Denis Cosgrove

Denis Cosgrove died recently at the age of 59. He did much to enlarge and enrich cultural geography as a field of enquiry through wide ranging studies of geographical knowledge and imagination. Known for having little affinity with the positivistic approaches of spatial science, Cosgrove’s increasingly cosmopolitan vision had moved geography firmly toward the center of the humanities in recent years. His emphasis on interdisciplinary approaches helped broaden the scope of human geography and deeply informed the journal he cofounded, Ecumene.

Since joining the Department of Geography at UCLA in 2000, Cosgrove had served in the prestigious role of Alexander Von Humboldt Chair of Human Geography. This appointment followed positions at Royal Holloway, University of London (1994-2000), Loughborough University (1980-1994), and Oxford Polytechnic University (1972-1980). Cosgrove graduated from Oxford with a degree in geography in 1969. He later obtained a master’s degree in geography from the University of Toronto (1971) before returning to Oxford to earn a PhD (1976).

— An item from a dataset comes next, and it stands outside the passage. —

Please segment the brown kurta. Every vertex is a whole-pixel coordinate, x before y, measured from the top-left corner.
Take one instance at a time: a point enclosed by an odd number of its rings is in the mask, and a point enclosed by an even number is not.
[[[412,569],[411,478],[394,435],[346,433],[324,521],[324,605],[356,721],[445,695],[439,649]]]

He was about to become Chair of the Geography Department at UCLA in 2006 when he was first diagnosed with the cancer that would eventually take his life.

Cosgrove published a series of influential books exploring the manifold power of landscape in various historical and geographical settings, particularly in the design and engineering schemes of Renaissance Italy. Titles include The Palladian Landscape (1993) and an important collection of essays which he co-edited with Stephen Daniels, The Iconography of Landscape (1988). His most recent book, Apollo’s Eye (2001), was an ambitious exploration of visions of the Earth in the western imagination from antiquity to the present. He also authored Social Formation and Symbolic Landscape (1984), Water, Engineering, and Landscape (1990), and Mappings (1999).

Cosgrove was deeply engaged with art history, landscape design, and visual culture studies. He conceived and curated an exhibition on John Ruskin at the Ashmolean Museum in 2000, and was a key participant in the AAG’s Geography and the Humanities Symposium, which took place at the University of Virginia in June of 2007.

Cosgrove received the Back Award from the Royal Geographical Society in 1988 for contributions to human geography. He delivered the prestigious Heidelberg Hettner Lectures in 2005 and was awarded an honorary doctorate by the University of Tallinn in February of 2008. Cosgrove would have been Getty Distinguished Scholar at the Getty Research Institute in 2008-09.